Mir

Client buffers eventually display one frame behind client swap requests

Bug #1216337 reported by Sam Spilsbury
16
This bug affects 3 people
Affects Status Importance Assigned to Milestone
Mir
Expired
Medium
Unassigned

Bug Description

I've not been able to figure out exactly what causes this problem yet - but it appears that there is some sort of condition that can cause client buffers to display one-frame behind their swap count, eg:

swapN -> swapN + 1 -> swapN + 2
drawN - 1 -> drawN -> drawN + 1

I haven't been able to figure out a programmatic way to reproduce it, but gtk+ seems to be a good testcase so far:

http://github.com/smspillaz/gtk [wip/mir]

./autogen.sh --enable-mir-backend
gdb ./demos/widget-factory/.libs/gtk3-widget-factory

Click on the "Page 2" tab and click on various widgets until there is visible input lag. Once there is input lag, you can break in mir_surface_swap_buffers, switch to frame #1 (f 1) and set frame_debugnum to a nonzero value to save frame images to your home directory. It should be the case that each dumped frame will have the right contents, but after the call to swap_buffers completes, that will not the case on-screen.

Revision history for this message
Daniel van Vugt (vanvugt) wrote :

Sam, the existing manual test case for this sort of thing is to run demo_client_fingerpaint and:
  1. Drag/draw for a while.
  2. Click single clicks in various locations.
Expect: Each single click (which is a single swap) results in a new colour being painted in that spot. Hence, no lag.

How does that go for you?

Of course, I thought the automated tests covered this too...

Revision history for this message
Daniel van Vugt (vanvugt) wrote :

Oh, except you can't run fingerpaint since r990 due to bug 1215754. :(

Revision history for this message
Daniel van Vugt (vanvugt) wrote :

This sounds like bug 1216472 I noticed today.

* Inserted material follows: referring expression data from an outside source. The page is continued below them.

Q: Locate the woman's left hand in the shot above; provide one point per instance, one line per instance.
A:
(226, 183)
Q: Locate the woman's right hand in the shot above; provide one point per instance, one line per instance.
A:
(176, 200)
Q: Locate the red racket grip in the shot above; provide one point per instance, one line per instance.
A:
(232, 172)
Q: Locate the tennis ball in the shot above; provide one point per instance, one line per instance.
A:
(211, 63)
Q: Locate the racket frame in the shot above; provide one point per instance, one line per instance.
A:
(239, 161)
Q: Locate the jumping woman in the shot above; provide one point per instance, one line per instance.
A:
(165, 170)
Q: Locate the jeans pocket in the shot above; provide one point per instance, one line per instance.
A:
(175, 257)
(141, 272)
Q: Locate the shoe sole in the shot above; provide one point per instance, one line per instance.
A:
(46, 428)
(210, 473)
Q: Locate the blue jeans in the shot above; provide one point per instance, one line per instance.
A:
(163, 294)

Sam, are you using trunk lp:mir ?

Revision history for this message
Sam Spilsbury (smspillaz) wrote : Re: [Bug 1216337] Re: Client buffers eventually display one frame behind client swap requests

Hi Daniel,

Just confirmed it on trunk lp:mir today. Sounds similar to 1216472.
Unfortunately I don't have the time to really dig into it any further.

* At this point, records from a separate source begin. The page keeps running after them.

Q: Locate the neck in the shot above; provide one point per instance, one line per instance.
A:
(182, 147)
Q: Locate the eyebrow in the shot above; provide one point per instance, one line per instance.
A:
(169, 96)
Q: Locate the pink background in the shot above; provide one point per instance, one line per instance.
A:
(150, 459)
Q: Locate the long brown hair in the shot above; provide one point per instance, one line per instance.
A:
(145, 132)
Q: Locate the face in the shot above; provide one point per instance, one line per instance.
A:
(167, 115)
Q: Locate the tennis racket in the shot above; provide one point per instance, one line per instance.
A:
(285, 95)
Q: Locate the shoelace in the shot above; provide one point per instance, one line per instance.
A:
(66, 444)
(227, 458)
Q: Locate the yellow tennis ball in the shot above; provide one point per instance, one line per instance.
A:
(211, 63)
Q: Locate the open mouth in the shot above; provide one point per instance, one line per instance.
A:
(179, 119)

If you're unable to reproduce the bug using fingerpaint then it might be
worth testing using gtk+ itself - I had a roll my own damage-and-swap
algorithm there using GdkFrameClock and it could well be a timing issue or
race condition that only gtk+ is able to trigger at the moment. Notably -
we're not using mir_surface_swap_buffers_sync - instead I'm using the
callback along with a GAsyncQueue to push each new MirGraphicsRegion to the
main thread.

As I mentioned, I'm pretty sure the issue is in the server itself -
verified by the fact that doing an image dump of the buffer contents before
calling mir_surface_swap_buffers shows that the contents are indeed what is
expected before the swap.

The only thing I could think of which might be broken on the client side
would be if we had called mir_surface_swap_buffers twice and operated on an
older MirGraphicsRegion. However, I believe that the graphics region gets
unmapped from the process as soon as you call mir_surface_swap_buffers.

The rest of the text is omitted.